Niyet, Kalbe Yön Çizer

Eğitmenim. Okumayı çok seviyorum. Kitapları, kendimi, insanları, yaşamı, yaşamın getirdiği olayları okumaya çalışıyorum. Eğitimlere gidiyor, kendimi ve insanları gözlemliyor, hayatı çok yönüyle tatmaya, öğrenmeye çalışıyorum. Tabii ki, birtakım görüşlere, inançlara ve belki de sizlerin deyimiyle bazı formüllere sahibim, hayatı daha kaliteli, kolay ve doyumlu yaşamaya dair. Elimden geldiğince de bunları paylaşmaya çalışıyorum. Bununla beraber, herkesi mutlu edecek, herkesin problemlerine çare olacak çözümlere sahip değilim. Bende işe yaramış olan formülleri, diğer olasılıkları, öğrenme aşkını ve geliştirdiğin yetkinlik kadar hayatta şikayetsiz, doyumlu bir yaşama sahip olacağın görüşünü, ilhamını vermeye çalışıyorum öncelikle.

Peki senin niyetin nedir? Tam olarak hayatta istediğin nedir?

Anlattığım her şeyin neden olmayacağını bulmaya çalışmak mı? Denemek mi?
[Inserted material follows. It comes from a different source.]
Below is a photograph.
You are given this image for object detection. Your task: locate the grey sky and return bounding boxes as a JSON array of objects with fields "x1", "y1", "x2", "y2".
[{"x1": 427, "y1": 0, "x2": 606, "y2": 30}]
Ben, insanın ve insanlığın yaratıcı potansiyeline, kendi yarattığı kaosun içinden çıkabilme maharetine, doğanın ve insanın yarattığı mucizevi harikalarına inanan biriyim. Sürekli kendimi yenileyen biriyim. “Hayatta kötü şeyler daha çoktur ve iyimser olmak zordur” tartışmasına girmektense, zamanımı bana verilmiş armağanları görmeye, hazinelerimi keşfetmeye harcamaya yeğleyen biriyim. Önce soruyorum.

Senin niyetin nedir?

Değişime ve kendinin daha iyi versiyonuna ulaşma isteğin nedir? Kendini yeniden ve yeniden keşfetme ve hayatının tüm sorumlulukları ve zorunluluklarına rağmen kendini yenileme ve iyileştirme potansiyelinin var olduğuna eminim. Bazen silkelenmek, itiraz eden tarafına şöyle objektif dışarıdan bakabilmek ve onunla bir anlaşma yapmak. Bir süreliğine tercihini, denemekten, farklı düşünmekten hatta olumlu düşünmekten yana kullanmak. Hayat gerçekten seçimlerden ibaret. Tercihini şikayetten ve olmazdan yana kullananlar ve “peki ne yapabilirim?” diyerek değişimden yana kullananlar. Senin niyetin, isteğin ve tercihin ne?

Niyetin, sorularına, soruların cevaplara, eylemlere, kalbinin ve ruhunun götürdüğü yere taşır seni.